American paintings by William Trost Richards, Ernest Lawson, Joseph Rusling Meeker and Luigi Lucioni were big sellers. A fine oil painting by William Trost Richards reached its high estimate of $60,000. and sold successfully for $69,000 to an East coast telephone bidder. William Trost Richards (1833-1905), was born in Philadelphia and studied in Florence, Rome and Paris and was a pupil of Paul Weber.
He attended the Pennsylvania Academy of the Fine Arts in Philadelphia and won the bronze medal in 1889 at the Paris Exposition. Three oil paintings by Luigi Lucioni were offered on June 8th. Luigi Lucioni, a well-respected American artist known for the photographic realism of his landscapes and still life paintings, immigrated to the United States from Italy in 1911. He studied art at Cooper Union and at the National Academy of Design under William Auerbach Levy. A prolific etcher, the linear approach to this technique solidified his crisp, realistic style in painting. Lucioni taught at the Art Student’s League in New York but spent several months a year in Stowe, Vermont, and he was in fact dubbed “Artist Laureate of Vermont” by Life Magazine. The recipient of many awards, Lucioni, in 1932, was the first contemporary American artist to have a painting purchased by the Metropolitan Museum of Art.
The rarity of Lucioni’s paintings being offered at auction brought forth intense interest. The “Steeple Through the Birches”, Manchester, Vermont, 1955, size 11 x 8 inches, attracted so much interest that the numerous telephone bidders and sealed bids more than doubled the presale estimate of $4,000-6,000., realizing a final bid of $17,250. Residents of Vermont easily recognized the scenery. The successful East coast telephone bidder was quite pleased with the outcome.
An antique American walnut “extra grade” Wooten desk, circa 1880, sold at its presale estimate for $21,850. The Wooten desk was patented in 1874 by William Wooten of Indianapolis, Indiana and manufactured in Indianapolis and Richmond, Indiana from 1874 to 1897. The Wooten desk represents the best of nineteenth century Hoosier craftsmanship in fine furniture and was owned by individuals of note from the business, social and political world including royalty and is a symbol of the transitions which occurred in manufacturing and business in the United States during the late nineteenth century. The Wooten became a prized collector’s rdf_Description and was declared an Indiana treasure on April 8, 1983 by Governor Robert D. Orr, in conjunction with the opening of the Wooten Patent Desk Exhibit at Indian State Museum. The English Furniture department offered an antique English walnut Gothic Grandfather clock reaching a height of twelve feet and sold to a local St. Louis bidder for $9,200.
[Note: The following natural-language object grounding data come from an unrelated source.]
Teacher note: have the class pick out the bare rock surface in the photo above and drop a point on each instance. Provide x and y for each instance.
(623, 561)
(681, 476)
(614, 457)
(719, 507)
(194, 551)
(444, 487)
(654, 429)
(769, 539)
There were over 200 lots of jewelry offered in the Sunday session, which offered a wide selection of platinum, diamond, gold, pearl and colored gemstones ranging from a Tiffany diamond lapel watch to Victorian brooches. A lovely South Sea pearl necklace measuring 19 inches in length with 10mm to 13.6mm pearls, sold for $9,487.50 to an Illinois absentee bidder.